2021-03-25 08:00:20

by Guo Ren

[permalink] [raw]
Subject: [PATCH v3 0/4] riscv: Add qspinlock/qrwlock

From: Guo Ren <[email protected]>

Current riscv is still using baby spinlock implementation. It'll cause
fairness and cache line bouncing problems.

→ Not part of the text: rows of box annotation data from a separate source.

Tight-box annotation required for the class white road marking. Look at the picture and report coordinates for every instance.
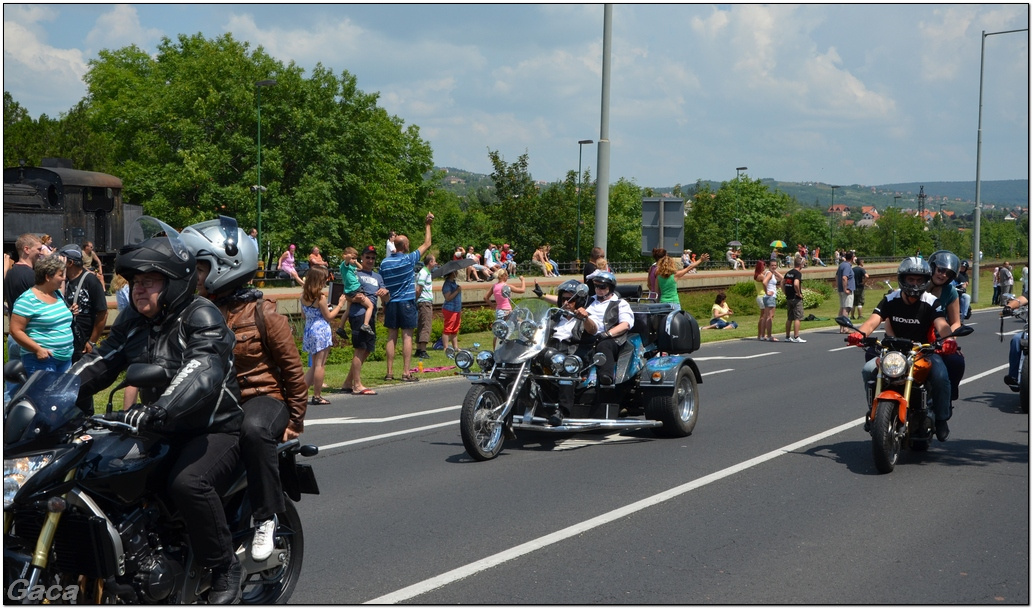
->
[318,421,457,450]
[364,418,864,605]
[958,364,1008,385]
[692,351,781,361]
[363,364,1008,605]
[305,404,463,425]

Many people are involved
and pay the efforts to improve it:

- The first version of patch was made in 2019.1:
https://lore.kernel.org/linux-riscv/[email protected]/#r

- The second version was made in 2020.11:
https://lore.kernel.org/linux-riscv/[email protected]/

- A good discussion at Platform HSC.2021-03-08:
https://drive.google.com/drive/folders/1ooqdnIsYx7XKor5O1XTtM6D1CHp4hc0p

Hope your comments and Tested-by or Co-developed-by or Reviewed-by ...

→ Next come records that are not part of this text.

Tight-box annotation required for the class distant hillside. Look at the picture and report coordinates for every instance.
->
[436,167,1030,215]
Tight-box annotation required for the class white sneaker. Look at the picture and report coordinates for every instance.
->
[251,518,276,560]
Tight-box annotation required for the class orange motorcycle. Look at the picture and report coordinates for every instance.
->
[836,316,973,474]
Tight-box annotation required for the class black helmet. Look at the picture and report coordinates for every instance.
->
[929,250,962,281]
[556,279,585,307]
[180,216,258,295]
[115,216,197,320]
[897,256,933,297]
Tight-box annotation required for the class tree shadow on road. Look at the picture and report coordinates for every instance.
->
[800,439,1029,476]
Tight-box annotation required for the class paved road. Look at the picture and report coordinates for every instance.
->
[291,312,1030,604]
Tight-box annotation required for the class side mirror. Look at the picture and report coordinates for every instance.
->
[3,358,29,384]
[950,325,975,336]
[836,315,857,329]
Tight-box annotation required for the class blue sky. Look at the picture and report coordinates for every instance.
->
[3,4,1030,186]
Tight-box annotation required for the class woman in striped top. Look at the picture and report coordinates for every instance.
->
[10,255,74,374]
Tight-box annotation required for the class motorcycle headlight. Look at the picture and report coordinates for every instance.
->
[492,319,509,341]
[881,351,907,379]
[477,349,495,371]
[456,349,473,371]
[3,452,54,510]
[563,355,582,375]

Let's kick the qspinlock into riscv right now (Also for the
architectures which doesn't have short atmoic xchg instructions.)

Change V3:
- Fixup short-xchg asm code (slli -> slliw, srli -> srliw)
- Coding convention by Peter Zijlstra's advices

Change V2:
- Coding convention in cmpxchg.h
- Re-implement short xchg
- Remove char & cmpxchg implementations

V1: (by michael)

Guo Ren (3):
riscv: cmpxchg.h: Cleanup unused code
riscv: cmpxchg.h: Merge macros
riscv: cmpxchg.h: Implement xchg for short

Michael Clark (1):
riscv: Convert custom spinlock/rwlock to generic qspinlock/qrwlock

arch/riscv/Kconfig | 2 +
arch/riscv/include/asm/Kbuild | 3 +
arch/riscv/include/asm/cmpxchg.h | 211 ++++++------------------
arch/riscv/include/asm/spinlock.h | 126 +-------------
arch/riscv/include/asm/spinlock_types.h | 15 +-
5 files changed, 58 insertions(+), 299 deletions(-)

--
2.17.1


2021-03-25 08:00:52

by Guo Ren

[permalink] [raw]
Subject: [PATCH v3 3/4] riscv: cmpxchg.h: Implement xchg for short

From: Guo Ren <[email protected]>

riscv only support lr.wd/s(c).w(d) with word(double word) size &
align access. There are not lr.h/sc.h instructions. But qspinlock.c
need xchg with short type variable:

xchg_tail -> xchg_releaxed(&lock->tail, ...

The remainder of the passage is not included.